The most typical example is OpenAI. OpenAI itself said that it won't achieve positive cash flow until 2029, which means it will need to burn money for another 5 years, a total of $115 billion. However, its valuation has soared to $500 billion, and traditional investors are becoming more and more hesitant.

Just at this critical moment, NVIDIA stepped in and invested $10 billion. Because NVIDIA clearly knows that at this time, nothing can more determine the future demand trend of GPUs than OpenAI.

OpenAI's story is not an isolated case. According to two people familiar with the matter quoted by foreign media The Information:

Recently, some large - scale data center builders have encountered difficulties in project financing, and traditional financial institutions have become more cautious. Just at this critical moment, NVIDIA stood up.
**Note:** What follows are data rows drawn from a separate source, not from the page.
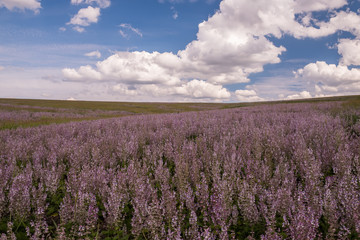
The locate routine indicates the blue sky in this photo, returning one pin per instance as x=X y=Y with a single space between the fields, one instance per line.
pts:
x=179 y=50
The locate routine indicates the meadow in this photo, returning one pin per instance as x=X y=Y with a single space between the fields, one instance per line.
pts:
x=288 y=170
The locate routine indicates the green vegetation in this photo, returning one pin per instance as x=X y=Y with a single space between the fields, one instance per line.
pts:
x=59 y=111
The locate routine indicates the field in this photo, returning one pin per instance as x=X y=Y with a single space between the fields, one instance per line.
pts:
x=90 y=170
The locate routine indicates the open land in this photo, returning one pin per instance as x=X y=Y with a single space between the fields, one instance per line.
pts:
x=100 y=170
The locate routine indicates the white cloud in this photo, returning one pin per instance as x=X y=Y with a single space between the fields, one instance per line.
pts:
x=100 y=3
x=350 y=51
x=129 y=27
x=331 y=78
x=303 y=94
x=22 y=5
x=79 y=29
x=247 y=96
x=330 y=74
x=96 y=54
x=86 y=16
x=123 y=34
x=202 y=89
x=230 y=45
x=194 y=89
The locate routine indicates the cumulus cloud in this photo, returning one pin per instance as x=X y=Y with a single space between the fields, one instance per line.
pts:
x=230 y=45
x=100 y=3
x=86 y=16
x=202 y=89
x=130 y=28
x=33 y=5
x=96 y=54
x=350 y=51
x=194 y=89
x=247 y=96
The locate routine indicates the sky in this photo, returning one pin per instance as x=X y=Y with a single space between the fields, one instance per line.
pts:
x=179 y=50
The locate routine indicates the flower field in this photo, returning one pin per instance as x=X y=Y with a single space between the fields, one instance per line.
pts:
x=284 y=171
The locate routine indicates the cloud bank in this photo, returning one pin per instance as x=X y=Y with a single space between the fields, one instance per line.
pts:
x=230 y=46
x=33 y=5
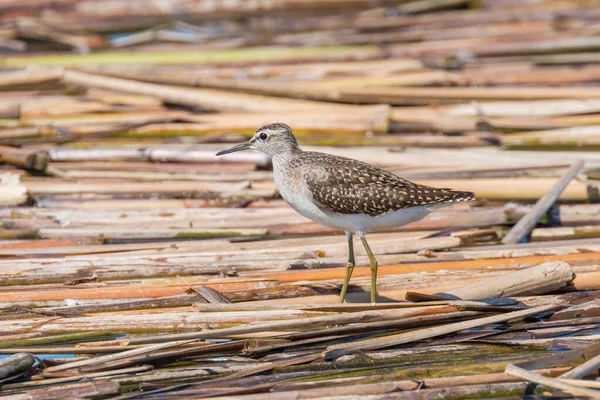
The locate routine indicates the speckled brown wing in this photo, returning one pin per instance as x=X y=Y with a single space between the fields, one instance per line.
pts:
x=348 y=186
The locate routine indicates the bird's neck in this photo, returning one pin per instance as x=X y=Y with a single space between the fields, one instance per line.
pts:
x=285 y=158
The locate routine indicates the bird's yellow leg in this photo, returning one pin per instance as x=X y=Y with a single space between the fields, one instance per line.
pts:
x=373 y=263
x=349 y=267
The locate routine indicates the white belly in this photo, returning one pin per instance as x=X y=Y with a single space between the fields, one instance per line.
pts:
x=300 y=199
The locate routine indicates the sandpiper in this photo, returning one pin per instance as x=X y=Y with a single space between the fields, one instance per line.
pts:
x=345 y=194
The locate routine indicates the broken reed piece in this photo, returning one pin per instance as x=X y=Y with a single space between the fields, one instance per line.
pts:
x=540 y=279
x=528 y=222
x=339 y=350
x=550 y=382
x=583 y=370
x=16 y=365
x=22 y=158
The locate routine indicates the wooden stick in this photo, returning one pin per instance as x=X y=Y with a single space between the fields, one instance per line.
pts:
x=16 y=364
x=35 y=161
x=528 y=222
x=550 y=382
x=540 y=279
x=583 y=370
x=408 y=337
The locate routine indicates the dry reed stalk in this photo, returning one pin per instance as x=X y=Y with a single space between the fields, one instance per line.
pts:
x=526 y=224
x=209 y=99
x=547 y=277
x=131 y=291
x=550 y=382
x=402 y=338
x=338 y=273
x=398 y=95
x=35 y=161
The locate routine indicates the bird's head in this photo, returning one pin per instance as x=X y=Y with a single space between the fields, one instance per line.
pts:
x=271 y=139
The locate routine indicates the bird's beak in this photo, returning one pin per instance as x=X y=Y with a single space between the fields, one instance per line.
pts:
x=239 y=147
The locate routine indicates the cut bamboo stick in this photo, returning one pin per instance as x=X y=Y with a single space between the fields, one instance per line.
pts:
x=402 y=338
x=550 y=382
x=541 y=279
x=526 y=224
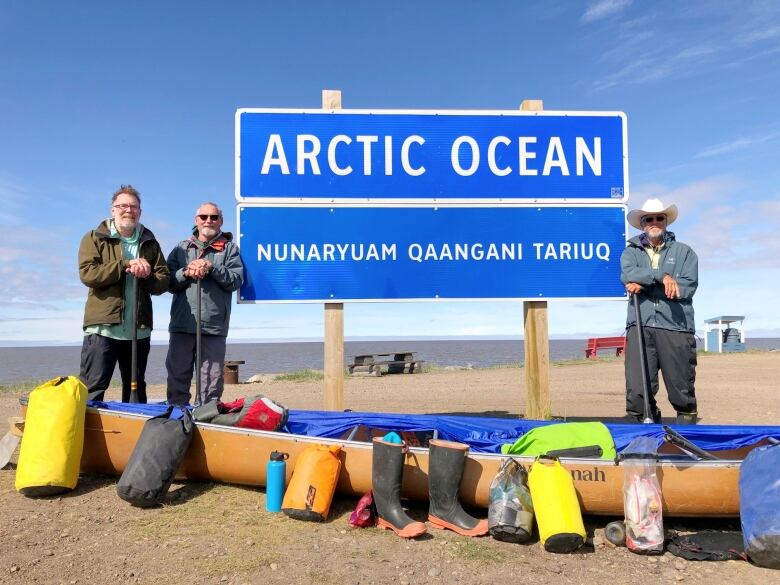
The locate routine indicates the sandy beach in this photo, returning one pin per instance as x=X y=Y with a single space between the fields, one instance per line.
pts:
x=222 y=534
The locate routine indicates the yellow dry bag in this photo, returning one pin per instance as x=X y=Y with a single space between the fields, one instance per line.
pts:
x=313 y=483
x=50 y=455
x=557 y=509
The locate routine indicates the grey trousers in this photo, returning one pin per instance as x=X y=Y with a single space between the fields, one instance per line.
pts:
x=674 y=353
x=99 y=356
x=181 y=362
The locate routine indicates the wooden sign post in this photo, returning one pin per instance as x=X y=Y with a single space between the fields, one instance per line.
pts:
x=334 y=315
x=537 y=350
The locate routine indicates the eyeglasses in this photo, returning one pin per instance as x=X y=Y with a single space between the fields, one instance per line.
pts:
x=653 y=218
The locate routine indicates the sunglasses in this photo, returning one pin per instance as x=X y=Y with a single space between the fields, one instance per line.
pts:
x=654 y=218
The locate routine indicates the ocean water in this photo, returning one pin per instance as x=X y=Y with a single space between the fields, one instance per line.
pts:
x=20 y=364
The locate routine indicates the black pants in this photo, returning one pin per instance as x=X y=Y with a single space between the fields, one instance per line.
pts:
x=99 y=356
x=674 y=353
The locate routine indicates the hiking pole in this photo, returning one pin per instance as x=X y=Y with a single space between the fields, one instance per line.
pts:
x=134 y=346
x=198 y=364
x=643 y=361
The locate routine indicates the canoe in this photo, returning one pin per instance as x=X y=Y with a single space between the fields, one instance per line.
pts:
x=238 y=456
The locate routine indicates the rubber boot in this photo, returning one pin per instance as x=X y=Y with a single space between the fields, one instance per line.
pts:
x=386 y=474
x=687 y=418
x=445 y=470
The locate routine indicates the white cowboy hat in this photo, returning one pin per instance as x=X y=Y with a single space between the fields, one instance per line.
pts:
x=651 y=207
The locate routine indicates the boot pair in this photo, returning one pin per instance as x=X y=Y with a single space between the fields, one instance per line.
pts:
x=446 y=462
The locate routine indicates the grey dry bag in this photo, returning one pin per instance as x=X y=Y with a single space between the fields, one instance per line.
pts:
x=155 y=459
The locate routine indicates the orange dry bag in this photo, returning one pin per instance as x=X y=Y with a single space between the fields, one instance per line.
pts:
x=313 y=483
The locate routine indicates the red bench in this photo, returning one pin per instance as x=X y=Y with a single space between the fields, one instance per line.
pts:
x=597 y=343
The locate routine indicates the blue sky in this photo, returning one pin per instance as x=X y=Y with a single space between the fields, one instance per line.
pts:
x=94 y=94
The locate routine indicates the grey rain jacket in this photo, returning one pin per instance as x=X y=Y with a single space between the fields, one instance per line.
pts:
x=678 y=261
x=226 y=275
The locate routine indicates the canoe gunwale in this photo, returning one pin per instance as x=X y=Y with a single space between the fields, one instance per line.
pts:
x=675 y=461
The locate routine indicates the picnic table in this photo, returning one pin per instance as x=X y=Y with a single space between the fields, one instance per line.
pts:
x=376 y=364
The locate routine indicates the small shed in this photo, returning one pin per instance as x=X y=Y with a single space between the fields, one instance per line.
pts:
x=725 y=333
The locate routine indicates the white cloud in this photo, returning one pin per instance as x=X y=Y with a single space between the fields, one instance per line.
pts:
x=737 y=144
x=604 y=9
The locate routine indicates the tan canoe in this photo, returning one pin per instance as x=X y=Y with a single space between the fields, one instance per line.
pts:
x=239 y=456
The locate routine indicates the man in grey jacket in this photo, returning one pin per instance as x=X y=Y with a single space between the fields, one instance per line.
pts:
x=211 y=256
x=661 y=274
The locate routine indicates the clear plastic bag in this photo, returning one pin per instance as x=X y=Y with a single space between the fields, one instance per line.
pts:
x=510 y=510
x=642 y=502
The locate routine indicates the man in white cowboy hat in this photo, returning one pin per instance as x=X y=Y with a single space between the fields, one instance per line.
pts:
x=661 y=274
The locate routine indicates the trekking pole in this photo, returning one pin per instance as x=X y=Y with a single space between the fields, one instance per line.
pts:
x=643 y=361
x=134 y=346
x=198 y=401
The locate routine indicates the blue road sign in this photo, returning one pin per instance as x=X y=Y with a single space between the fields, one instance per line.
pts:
x=358 y=156
x=362 y=253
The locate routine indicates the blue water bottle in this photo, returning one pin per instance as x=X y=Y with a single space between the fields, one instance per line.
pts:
x=274 y=484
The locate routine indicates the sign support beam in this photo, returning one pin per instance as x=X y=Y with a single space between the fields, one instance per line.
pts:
x=334 y=316
x=536 y=343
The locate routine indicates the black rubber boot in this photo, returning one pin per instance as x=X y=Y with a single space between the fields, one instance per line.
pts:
x=386 y=474
x=445 y=470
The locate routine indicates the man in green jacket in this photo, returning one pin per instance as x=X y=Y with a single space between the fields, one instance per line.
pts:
x=117 y=251
x=662 y=275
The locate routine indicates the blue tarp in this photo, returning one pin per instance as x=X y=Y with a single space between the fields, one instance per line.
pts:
x=482 y=434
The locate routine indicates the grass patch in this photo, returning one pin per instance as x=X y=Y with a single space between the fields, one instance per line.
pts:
x=306 y=375
x=473 y=550
x=20 y=387
x=227 y=521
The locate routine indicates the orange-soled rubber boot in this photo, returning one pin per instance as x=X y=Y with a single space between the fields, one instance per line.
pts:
x=445 y=470
x=386 y=475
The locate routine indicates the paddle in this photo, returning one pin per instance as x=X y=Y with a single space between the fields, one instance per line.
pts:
x=134 y=346
x=198 y=363
x=643 y=361
x=11 y=439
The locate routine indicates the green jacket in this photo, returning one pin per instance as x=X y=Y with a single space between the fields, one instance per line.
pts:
x=102 y=270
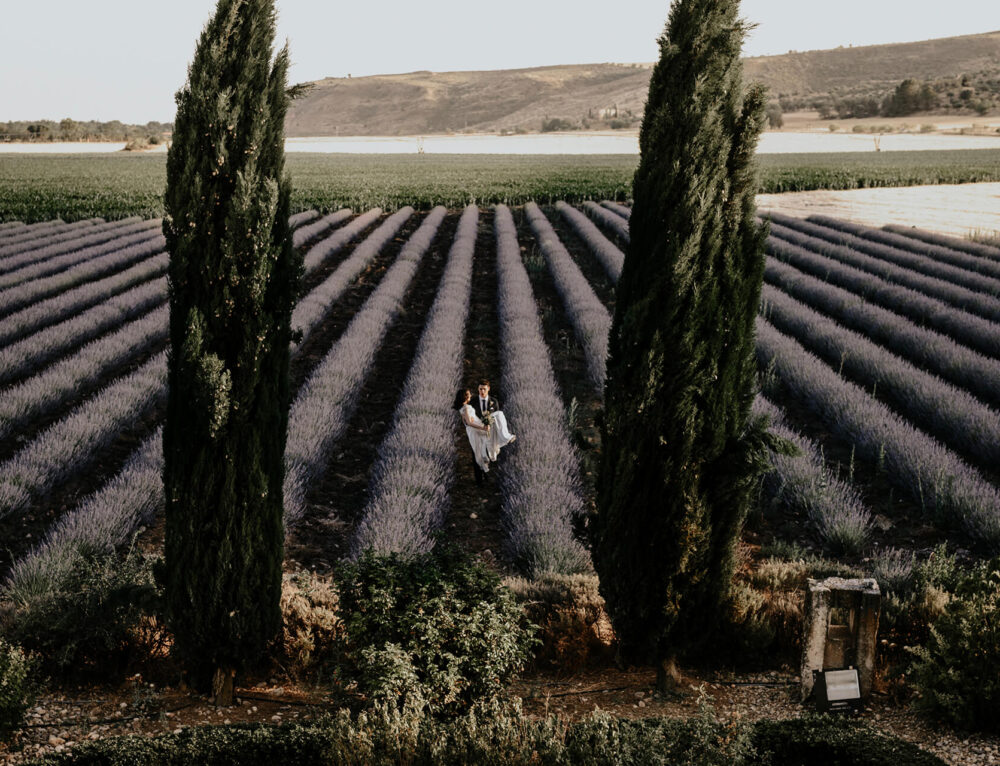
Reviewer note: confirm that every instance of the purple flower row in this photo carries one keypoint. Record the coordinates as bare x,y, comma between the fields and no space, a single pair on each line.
614,207
313,307
44,392
540,481
301,219
947,291
935,352
415,467
72,302
72,443
803,483
141,247
952,243
332,244
951,414
24,356
934,476
61,252
307,233
610,221
37,235
604,249
591,321
972,331
928,258
102,523
324,405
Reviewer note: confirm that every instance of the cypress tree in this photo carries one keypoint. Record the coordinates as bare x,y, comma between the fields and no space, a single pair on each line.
681,455
233,278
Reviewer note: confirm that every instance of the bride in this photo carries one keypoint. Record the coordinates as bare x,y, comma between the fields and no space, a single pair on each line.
486,440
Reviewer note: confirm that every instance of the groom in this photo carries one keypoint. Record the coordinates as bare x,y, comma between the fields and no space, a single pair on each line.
482,403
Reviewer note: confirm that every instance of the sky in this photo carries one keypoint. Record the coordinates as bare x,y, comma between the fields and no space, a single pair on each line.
124,60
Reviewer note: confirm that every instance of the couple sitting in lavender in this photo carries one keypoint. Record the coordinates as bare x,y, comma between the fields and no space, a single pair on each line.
485,425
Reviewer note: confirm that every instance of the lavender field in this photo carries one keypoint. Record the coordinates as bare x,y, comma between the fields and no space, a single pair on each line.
879,356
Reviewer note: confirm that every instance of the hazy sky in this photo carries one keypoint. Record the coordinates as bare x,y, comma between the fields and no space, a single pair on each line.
122,59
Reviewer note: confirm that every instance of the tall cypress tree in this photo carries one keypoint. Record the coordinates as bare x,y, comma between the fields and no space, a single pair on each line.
233,279
681,454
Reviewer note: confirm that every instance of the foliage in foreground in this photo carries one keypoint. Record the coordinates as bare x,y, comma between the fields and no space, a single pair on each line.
18,687
97,620
957,672
499,735
439,629
39,188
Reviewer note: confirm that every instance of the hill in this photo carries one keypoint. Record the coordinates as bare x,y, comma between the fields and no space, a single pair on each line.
595,96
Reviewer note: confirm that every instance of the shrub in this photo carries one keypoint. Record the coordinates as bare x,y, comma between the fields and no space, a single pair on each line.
957,673
17,687
574,629
439,628
832,741
101,618
310,621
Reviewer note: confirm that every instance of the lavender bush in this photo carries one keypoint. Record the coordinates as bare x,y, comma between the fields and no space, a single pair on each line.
27,355
604,249
58,252
926,257
935,477
38,234
72,302
591,321
973,331
956,417
301,219
941,355
305,234
803,484
70,444
614,207
101,524
340,239
540,482
961,298
326,400
953,243
415,467
113,263
46,391
610,221
314,306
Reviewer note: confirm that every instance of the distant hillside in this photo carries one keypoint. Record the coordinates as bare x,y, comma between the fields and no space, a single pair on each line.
597,96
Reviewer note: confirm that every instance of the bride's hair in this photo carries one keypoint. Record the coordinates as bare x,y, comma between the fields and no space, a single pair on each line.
460,398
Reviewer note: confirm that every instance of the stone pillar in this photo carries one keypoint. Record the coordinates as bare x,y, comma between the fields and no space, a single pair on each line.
840,627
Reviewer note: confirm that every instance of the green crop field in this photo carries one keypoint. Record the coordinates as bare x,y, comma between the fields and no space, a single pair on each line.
41,187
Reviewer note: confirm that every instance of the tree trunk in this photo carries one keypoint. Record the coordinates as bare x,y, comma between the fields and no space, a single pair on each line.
222,687
668,676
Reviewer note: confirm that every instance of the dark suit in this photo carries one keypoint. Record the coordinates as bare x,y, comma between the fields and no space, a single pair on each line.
492,405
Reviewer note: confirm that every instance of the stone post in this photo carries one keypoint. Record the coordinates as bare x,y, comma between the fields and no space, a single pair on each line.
840,627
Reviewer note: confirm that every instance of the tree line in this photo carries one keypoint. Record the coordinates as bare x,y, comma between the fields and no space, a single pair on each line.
83,130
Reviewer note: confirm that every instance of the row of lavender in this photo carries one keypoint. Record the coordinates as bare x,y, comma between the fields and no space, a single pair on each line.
881,271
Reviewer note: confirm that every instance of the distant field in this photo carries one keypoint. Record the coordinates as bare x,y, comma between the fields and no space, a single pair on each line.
72,187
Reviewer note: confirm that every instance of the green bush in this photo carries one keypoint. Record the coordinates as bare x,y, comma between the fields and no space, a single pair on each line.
18,687
500,735
832,741
957,672
438,628
98,620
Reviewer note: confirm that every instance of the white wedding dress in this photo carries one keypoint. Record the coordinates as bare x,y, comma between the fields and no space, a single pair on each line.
486,447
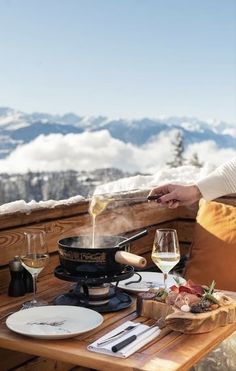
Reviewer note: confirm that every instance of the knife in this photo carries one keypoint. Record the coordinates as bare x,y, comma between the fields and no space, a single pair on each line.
117,336
130,339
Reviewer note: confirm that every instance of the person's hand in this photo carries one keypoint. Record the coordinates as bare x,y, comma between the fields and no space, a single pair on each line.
174,195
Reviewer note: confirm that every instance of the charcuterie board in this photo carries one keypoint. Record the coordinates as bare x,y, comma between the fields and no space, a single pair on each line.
188,320
196,323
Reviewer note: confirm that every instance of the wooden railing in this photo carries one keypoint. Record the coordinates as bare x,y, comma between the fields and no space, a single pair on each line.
70,220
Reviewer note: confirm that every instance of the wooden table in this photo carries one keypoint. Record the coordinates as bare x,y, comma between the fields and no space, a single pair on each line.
170,351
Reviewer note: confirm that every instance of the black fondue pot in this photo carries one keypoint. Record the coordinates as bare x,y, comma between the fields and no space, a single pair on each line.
109,256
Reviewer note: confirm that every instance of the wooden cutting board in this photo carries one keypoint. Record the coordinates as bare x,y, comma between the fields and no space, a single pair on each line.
191,323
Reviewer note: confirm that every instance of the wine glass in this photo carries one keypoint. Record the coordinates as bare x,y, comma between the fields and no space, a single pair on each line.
165,252
34,259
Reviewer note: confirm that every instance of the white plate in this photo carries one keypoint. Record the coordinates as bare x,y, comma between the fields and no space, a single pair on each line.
149,279
54,322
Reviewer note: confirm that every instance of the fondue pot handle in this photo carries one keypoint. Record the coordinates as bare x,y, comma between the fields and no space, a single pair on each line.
124,257
132,238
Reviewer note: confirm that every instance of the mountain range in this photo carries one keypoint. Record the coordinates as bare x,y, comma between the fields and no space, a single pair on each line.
17,128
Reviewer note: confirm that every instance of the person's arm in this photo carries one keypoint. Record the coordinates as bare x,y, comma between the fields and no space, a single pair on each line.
175,195
220,182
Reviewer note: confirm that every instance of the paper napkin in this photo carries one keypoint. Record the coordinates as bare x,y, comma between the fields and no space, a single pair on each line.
130,348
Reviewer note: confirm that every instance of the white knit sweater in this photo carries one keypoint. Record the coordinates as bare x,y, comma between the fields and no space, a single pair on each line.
220,182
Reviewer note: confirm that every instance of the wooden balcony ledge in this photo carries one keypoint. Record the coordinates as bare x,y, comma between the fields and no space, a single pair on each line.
172,351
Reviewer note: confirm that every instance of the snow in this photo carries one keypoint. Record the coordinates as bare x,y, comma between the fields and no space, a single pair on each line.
181,175
27,207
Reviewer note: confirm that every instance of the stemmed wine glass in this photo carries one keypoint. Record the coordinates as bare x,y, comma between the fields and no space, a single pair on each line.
34,259
165,252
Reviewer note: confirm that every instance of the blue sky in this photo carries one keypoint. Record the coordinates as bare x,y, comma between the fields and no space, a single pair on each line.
129,58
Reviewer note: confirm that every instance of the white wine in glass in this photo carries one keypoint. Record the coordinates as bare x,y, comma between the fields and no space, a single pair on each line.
165,252
34,259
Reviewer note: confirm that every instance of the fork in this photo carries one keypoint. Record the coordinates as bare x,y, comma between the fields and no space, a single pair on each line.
117,336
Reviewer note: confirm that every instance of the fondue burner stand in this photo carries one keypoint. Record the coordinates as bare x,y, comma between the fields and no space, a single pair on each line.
95,292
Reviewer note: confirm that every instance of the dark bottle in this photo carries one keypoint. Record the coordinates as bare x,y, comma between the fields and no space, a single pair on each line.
28,281
16,286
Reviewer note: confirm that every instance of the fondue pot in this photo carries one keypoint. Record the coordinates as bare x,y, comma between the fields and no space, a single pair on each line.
108,257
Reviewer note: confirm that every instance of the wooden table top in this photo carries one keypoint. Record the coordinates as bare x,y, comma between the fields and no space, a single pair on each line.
169,351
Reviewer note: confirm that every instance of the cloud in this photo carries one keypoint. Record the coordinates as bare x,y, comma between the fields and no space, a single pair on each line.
93,150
It is reported that the amount of funds injected by NVIDIA into AI companies such as OpenAI has approached the level of government stimulus plans.

The reason why NVIDIA is willing to intervene and provide financing support for data center companies is that it helps attract other project funders to join.

In other words, NVIDIA is using its balance sheet to support the liquidity of the entire AI world. And this is exactly the key role that traditional central banks play in the financial system - preventing the occurrence of systemic risks.

This approach has also raised concerns. Harvard Business School professor David Yoffie pointed out that NVIDIA is artificially creating demand. Downstream companies receive NVIDIA's money to place orders for chips before getting orders from end - customers, creating demand in advance.

However, from NVIDIA's perspective, this is still a very clear - cut deal.

With abundant cash on hand and limited by regulations, it cannot conduct large - scale mergers and acquisitions. In front of it is a newly emerging market, while behind it is a typical cyclical industry. In such a situation, investing money in the ecosystem is not only about locking in demand in advance but also about building a moat with capital. When the cycle really comes, NVIDIA can ensure stable shipments, stable customers, and a stable rhythm.

To some extent, this style is very typical, paranoid and pragmatic, highly reflective of Jensen Huang's personal qualities.

At first, almost no one believed that GPUs would become the mainstream computing power, but only Jensen Huang held on tightly. Facing grand propositions such as "whether AI will exterminate humanity", he never participates in debates and just focuses on doing the right things in front of him.

In Jensen Huang's view, rather than being at the mercy of the cycle and facing the risk of being disrupted, it is better to deeply bind all the key participants in the entire ecosystem to its chariot.

He always adheres to one principle: Only the paranoid can survive.

This article is from the WeChat official account "Crow Intelligence Talk", author: Intelligent Crow. Republished by 36Kr with permission.